Milwaukee native David Gahr, of Brooklyn, died on May 25. He was 85.

The son of Russian immigrants, Gahr graduated from North Division High School and earned bachelor’s and master’s degrees from the University of Wisconsin-Madison.

As a doctoral candidate at Columbia University in New York with a family to support, Gahr worked at a Sam Goody record store, taking photographs of the celebrities who shopped there.

After turning down an opportunity to write about economic issues for The New Republic magazine, Gahr took up photography as a profession.

“‘I became a professional photographer on the morning my son, Seth, was born,’” Gahr told F.Y.I. magazine, as reported by the New York Times. F.Y.I. was the in-house publication of Time-Life, for which he completed over 2,000 assignments.

Gahr began his career as the folk music movement was gaining popularity in the early 1960s, and went on to become one of the most prolific photographers of musicians and artists of all time.
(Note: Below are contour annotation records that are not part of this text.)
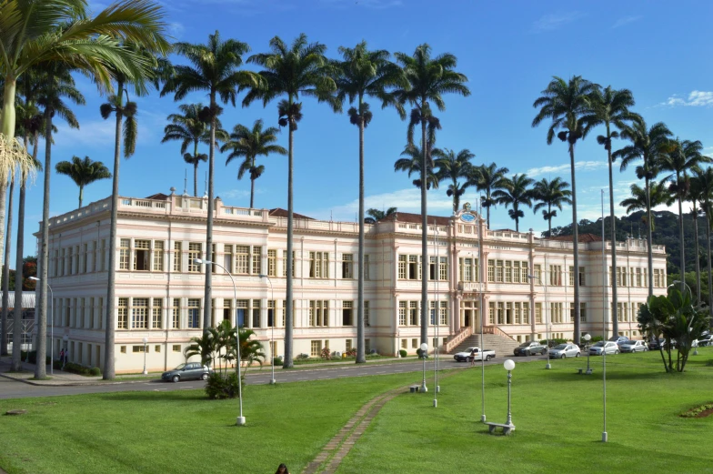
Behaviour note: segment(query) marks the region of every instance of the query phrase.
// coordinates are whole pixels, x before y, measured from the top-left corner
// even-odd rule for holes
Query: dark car
[[[161,374],[162,380],[180,382],[181,380],[206,380],[210,375],[210,368],[200,362],[181,364],[173,370]]]
[[[547,348],[534,340],[523,342],[515,348],[515,350],[513,351],[515,356],[534,356],[535,354],[544,356],[547,353]]]

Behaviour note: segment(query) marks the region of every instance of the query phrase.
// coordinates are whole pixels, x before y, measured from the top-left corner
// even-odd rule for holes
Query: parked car
[[[578,358],[580,354],[577,344],[558,344],[549,349],[549,357],[552,358]]]
[[[616,342],[617,345],[621,346],[622,344],[624,344],[629,339],[626,336],[612,336],[608,340],[610,340],[611,342]]]
[[[606,352],[608,354],[618,354],[619,353],[619,347],[617,345],[616,342],[608,340],[608,341],[599,341],[591,348],[589,348],[589,355],[590,356],[601,356],[602,353]]]
[[[534,340],[523,342],[513,350],[515,356],[534,356],[535,354],[544,356],[547,353],[547,348]]]
[[[480,350],[480,348],[467,348],[463,352],[454,355],[453,358],[456,359],[456,362],[472,362],[473,360],[482,360],[484,357],[486,360],[490,360],[495,358],[495,350]]]
[[[173,370],[161,374],[162,380],[180,382],[181,380],[206,380],[210,374],[210,368],[200,362],[188,362],[180,364]]]
[[[628,340],[619,346],[621,352],[646,352],[648,348],[643,340]]]

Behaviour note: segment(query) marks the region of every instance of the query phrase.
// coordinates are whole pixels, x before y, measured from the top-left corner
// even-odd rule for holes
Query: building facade
[[[116,253],[115,370],[163,370],[185,361],[200,336],[207,258],[213,274],[211,324],[235,320],[252,328],[266,353],[284,351],[286,212],[225,206],[216,198],[213,248],[206,248],[206,198],[154,195],[119,198],[117,248],[109,248],[111,199],[52,217],[49,283],[54,290],[55,348],[71,361],[102,367],[109,253]],[[416,352],[420,345],[421,275],[428,279],[429,346],[448,350],[480,330],[518,341],[571,338],[574,272],[571,237],[490,230],[469,208],[428,217],[428,262],[421,259],[421,217],[397,213],[366,225],[365,259],[357,260],[358,225],[295,214],[294,355],[345,351],[356,343],[356,274],[365,272],[367,351]],[[646,242],[580,236],[581,331],[608,333],[605,301],[618,282],[618,332],[637,338],[636,312],[646,302]],[[603,266],[602,247],[604,247]],[[266,275],[267,277],[261,277]],[[606,280],[606,282],[603,282]],[[666,253],[654,246],[654,287],[665,292]],[[608,311],[607,312],[608,314]],[[607,318],[608,319],[608,318]],[[68,340],[64,341],[67,336]],[[143,338],[147,338],[146,346]],[[56,354],[55,354],[56,356]]]

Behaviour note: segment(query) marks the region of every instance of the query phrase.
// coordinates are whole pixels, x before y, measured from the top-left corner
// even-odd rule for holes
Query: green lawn
[[[535,362],[513,370],[512,436],[479,423],[480,370],[468,369],[443,380],[437,408],[431,393],[389,402],[337,472],[713,472],[713,417],[678,416],[713,401],[713,348],[699,353],[672,375],[658,352],[608,357],[607,444],[601,358],[591,377],[575,373],[586,358]],[[507,418],[501,365],[486,368],[486,415]]]
[[[0,468],[8,473],[299,473],[374,396],[418,373],[251,386],[236,400],[203,390],[0,400]]]

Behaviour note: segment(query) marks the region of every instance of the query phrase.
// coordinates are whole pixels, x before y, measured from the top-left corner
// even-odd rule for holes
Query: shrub
[[[240,378],[245,382],[245,376]],[[245,383],[243,384],[245,390]],[[237,374],[229,372],[226,377],[220,372],[211,372],[206,384],[206,395],[211,399],[235,398],[237,397]]]

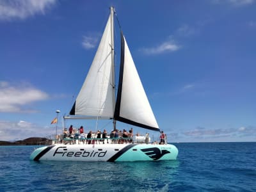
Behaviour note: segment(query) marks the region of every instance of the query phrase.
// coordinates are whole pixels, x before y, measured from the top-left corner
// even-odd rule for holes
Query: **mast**
[[[113,82],[113,111],[115,108],[115,44],[114,44],[114,8],[110,7],[111,15],[111,66],[112,66],[112,82]],[[114,129],[116,129],[116,120],[113,120]]]

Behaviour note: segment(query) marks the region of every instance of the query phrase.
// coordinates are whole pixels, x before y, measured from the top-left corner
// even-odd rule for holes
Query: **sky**
[[[0,140],[61,132],[111,6],[169,142],[256,141],[255,0],[0,0]]]

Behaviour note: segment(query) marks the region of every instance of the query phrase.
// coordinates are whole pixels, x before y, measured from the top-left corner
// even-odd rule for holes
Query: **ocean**
[[[173,143],[177,160],[36,162],[0,147],[0,191],[256,191],[256,143]]]

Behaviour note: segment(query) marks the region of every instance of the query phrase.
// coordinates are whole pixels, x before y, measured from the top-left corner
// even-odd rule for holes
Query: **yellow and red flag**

He took now famous photographs of Bob Dylan at the Newport Folk Festivals in the early 1960s, and captured images of Bruce Springsteen and Miles Davis, among others, for album covers.

His picture of Janis Joplin belting out a tune was on the cover of Time magazine in 1988, 20 years after the photo was taken, as a retrospective of 1968.

Gahr also photographed John Lennon, Johnny Cash, Joan Baez, Judy Collins, Junior Wells, Arthur Miller, John Cheever, Salvador Dali and Georgia O’Keefe.

Besides Time magazine, his work has been featured in People, Life, and in “The Face of Folk Music,” a 1968 collection of hundreds of his photographs coupled with essays by Robert Sheldon.

“It is impossible to think about America’s popular and folk music of the last half century without having a Dave Gahr picture in your mind,” wrote Emmy and Grammy-nominated producer, author and klezmer musician/scholar Henry Sapoznik in an obituary of his friend.

Gahr was preceded in death by his wife, Ruth Gahr in 1993, and by siblings Rose Stein, Louis Gahr and Bonnie Zaret. He is survived by son Seth (Melissa) Gahr of Stratham, N.H.; daughter Carla Gahr of New York City; brother Samuel (Rona) Gahr of Glendale and two grandchildren.

Burial was in Brooklyn, N.Y. Memorial contributions to the new building fund at Congregation Emanu-El B’ne Jeshurun in Milwaukee are appreciated by the family.